Editor's Note: Some of the articles described below are not yet available at the PNAS site, but they are scheduled to be posted this week.
Investigators from Korea and Germany look at a fibroblast growth factor 23 (FGF23) pathway influencing acute kidney injury, following from past studies that linked enhanced FGF23 levels in the blood with increased acute kidney injury progression and mortality risk. Based on expression profiling and other experiments on a mouse model of acute kidney injury provoked by folic acid, the team detected a rise in expression by an orphan nuclear receptor called ERR-gamma in the liver, which appeared to coincide with hepatic FGF23 production. On the other hand, blood plasma levels of the FGF23 hormone were reduced when the authors dialed down ERR-gamma levels in the liver or using a drug agonist, prompting them to suggest that "hepatocytes are the major source of FGF23, and orphan nuclear receptor ERR-gamma is a novel transcriptional regulator of hepatic FGF23 production in [acute kidney injury]."
A team from the US, Belgium, Egypt, and Australia outlines examples of parental-specific allelic expression in horse placental samples. Using stranded RNA sequencing, paired-end RNA-seq, and whole-genome sequencing, the researchers profiled equine chorioallantois samples from the placenta as well as samples from each parent animal, identifying 1,336 genes showing apparent allele-specific expression. From there, they narrowed in more than 250 genes suspected of acting as imprinted genes — a set that was subsequently followed transcriptionally over the gestation process. "Our gene ontology analysis implies that maternally expressed genes tend to decrease the length of gestation, while paternally expressed genes extend the length of gestation," the authors report, adding that insights from the study "will provide the basis of better understanding the role of parental gene expression in the placenta during gestation."

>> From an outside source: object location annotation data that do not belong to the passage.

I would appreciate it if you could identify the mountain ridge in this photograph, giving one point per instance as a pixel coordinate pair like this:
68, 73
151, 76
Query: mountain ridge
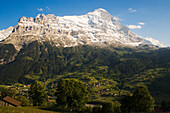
97, 28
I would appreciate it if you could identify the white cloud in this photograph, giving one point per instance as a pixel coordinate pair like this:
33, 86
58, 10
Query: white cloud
132, 10
141, 23
39, 9
134, 26
48, 8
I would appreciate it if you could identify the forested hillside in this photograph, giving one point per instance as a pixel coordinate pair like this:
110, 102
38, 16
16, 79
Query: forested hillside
125, 68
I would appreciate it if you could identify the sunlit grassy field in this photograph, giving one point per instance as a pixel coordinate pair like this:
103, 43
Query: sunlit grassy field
28, 110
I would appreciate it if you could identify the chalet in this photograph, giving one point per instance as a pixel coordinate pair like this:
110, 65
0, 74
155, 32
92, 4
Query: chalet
8, 101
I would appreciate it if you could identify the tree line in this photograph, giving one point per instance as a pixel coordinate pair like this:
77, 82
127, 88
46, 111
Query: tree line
72, 95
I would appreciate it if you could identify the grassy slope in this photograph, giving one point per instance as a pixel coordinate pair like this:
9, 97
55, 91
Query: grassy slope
26, 110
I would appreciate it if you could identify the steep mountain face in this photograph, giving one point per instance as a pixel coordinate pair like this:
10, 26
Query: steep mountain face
97, 28
5, 33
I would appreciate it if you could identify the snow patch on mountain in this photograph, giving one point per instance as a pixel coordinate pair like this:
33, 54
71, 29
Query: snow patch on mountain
97, 28
5, 33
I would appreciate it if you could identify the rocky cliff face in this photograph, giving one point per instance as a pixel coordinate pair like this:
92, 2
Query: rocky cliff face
97, 28
5, 33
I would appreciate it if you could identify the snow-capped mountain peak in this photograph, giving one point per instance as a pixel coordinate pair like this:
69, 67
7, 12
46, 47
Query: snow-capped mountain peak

Researchers from University of North Carolina at Charlotte, Vanderbilt University, and elsewhere describe a microbial community shifts in Heliocidaris sea urchins moving from feeding to non-feeding life history states. With the help of 16S ribosomal RNA gene sequencing, the team tracked bacterial communities in the feeding, "planktotrophic" sea urchin H. tuberculata and in the related, non-feeding "lecithotrophic" H. erythrogramma species, uncovering a dip in gut microbial diversity and wealth during lecithorophy as well as an apparent symbiotic role for Rickettsiales bacteria in H. erythrogramma. "Our results indicate that the evolutionary loss of a functional gut correlates with a reduction in the microbiome and the association with an endosymbiont," the authors write, suggesting "[s]ymbiotic transitions can therefore accompany life history transitions in the evolution of developmental strategies."